Ouvrières, paysannes, femmes victimes de violence, la fondation va à leur rencontre, les soutient et les aide à se défendre. « On est certain que celle qui souffre est la seule à pouvoir décrire ses souffrances. Notre mission alors est de lui offrir une formation, lui donner la chance et les outils nécessaires pour que personne ne le fasse à sa place ».

Bien que l’objectif fondamental de la fondation soit de servir ces marginalisées sur terrain, d’autres objectifs se sont imposés sur leur agenda afin de rendre service à ce slogan. « Sur terrain, on a décidé de ne plus considérer ces femmes comme des cobayes pour nos recherches. On a dû faire des films sur les souffrances de chaque catégorie. Des films diffusés actuellement d’un village à l’autre afin de sensibiliser les femmes sur leurs droits ».

Et avec le principe « C’est à prendre ou à laisser », la fondation compte ne plus se limiter à son domaine. En effet, toutes les causes de la femme s’entremêlent. Un principe qui s’applique à tous les aspects de la vie. « Une femme battue par son mari ne peut pas participer à la vie politique. Une femme soumise chez elle ne peut pas être épanouie ailleurs », conclut Nawla.

La force du facteur économique

« Vers une indépendance économique de la femme ». L’Association de l’émancipation et du développement de la femme, une des plus anciennes et des plus importantes ONG présentes sur le terrain, a choisi le vecteur économique. 22 ans d’existence, grâce à un groupe de jeunes féministes et sociologues qui ont décidé de bouleverser le concept de l’action sociale qui signifiait autrefois charité.

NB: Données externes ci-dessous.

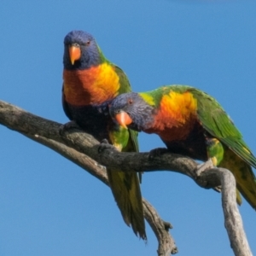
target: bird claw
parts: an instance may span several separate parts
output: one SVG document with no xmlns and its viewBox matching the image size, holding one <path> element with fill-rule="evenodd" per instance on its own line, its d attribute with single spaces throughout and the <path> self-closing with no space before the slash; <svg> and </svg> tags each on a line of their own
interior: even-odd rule
<svg viewBox="0 0 256 256">
<path fill-rule="evenodd" d="M 59 132 L 60 135 L 63 135 L 65 131 L 70 129 L 81 129 L 81 127 L 75 121 L 69 121 L 62 125 L 61 125 Z"/>
<path fill-rule="evenodd" d="M 113 146 L 112 144 L 109 144 L 109 143 L 107 139 L 103 139 L 100 143 L 100 145 L 98 148 L 98 153 L 102 153 L 105 149 L 115 149 L 115 147 Z"/>
<path fill-rule="evenodd" d="M 210 158 L 209 160 L 207 160 L 205 163 L 202 163 L 201 165 L 198 165 L 197 168 L 195 169 L 195 175 L 196 177 L 201 176 L 201 174 L 209 169 L 212 169 L 214 168 L 215 166 L 212 163 L 212 159 Z"/>
<path fill-rule="evenodd" d="M 157 148 L 149 151 L 148 159 L 152 160 L 156 156 L 160 156 L 166 153 L 169 152 L 166 148 Z"/>
</svg>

Sur le terrain, l’ONG a découvert que le taux de femmes soutien de famille est de 23 %. Un taux qui atteint 40 % dans certains bidonvilles où l’ONG opère. Des chiffres qui ont choqué l’opinion publique, accusant ces féministes d’adopter des idées occidentales et d’être loin de la réalité de leur société. « On aspirait à développer les compétences de ces femmes marginalisées. On a été l’une des premières ONG à attirer l’attention des responsables vers ces catégories. On a réussi à imposer la question de la femme soutien de famille, et dont le nombre atteint actuellement 2,5 millions, sur l’agenda du ministère de la Solidarité sociale », explique Iman Beibars, présidente de l’association, tout en estimant qu’au début, le discours de l’association visait « les droits », mais plus tard, il s’est étendu sur « l’existence et la protection », surtout après avoir remarqué que beaucoup de femmes ne possédaient pas de papiers officiels. « Nous avons été la première association à avoir aidé ces femmes, en leur faisant obtenir gratuitement des cartes d’identité ».

Or, pour garantir cette indépendance économique, l’association offre aux femmes des emprunts sans intérêts et une formation qui leur permet de gérer leurs petits projets. Le travail a lieu selon un concept bien étudié. « Au début, des membres de l’association allaient sur le terrain et tentaient de pénétrer chaque maison à travers un réseau de volontaires, qui ne sont en fait que des habitants des bidonvilles. En travaillant sur le terrain, on découvre les besoins des femmes de chaque région et on élabore un programme qui répond à leurs besoins, mais qui diffère d’un endroit à un autre », explique Beibars en poursuivant qu’en parallèle, l’association joue le rôle d’intermédiaire en faisant parvenir la voix de ces marginalisées aux responsables. Au cours de deux décennies, l’association a essayé d’élargir son plan d’action hors du bidonville de Manchiyet Nasser, en ouvrant un second siège au Vieux-Caire, rendant service à plus de 12 000 femmes.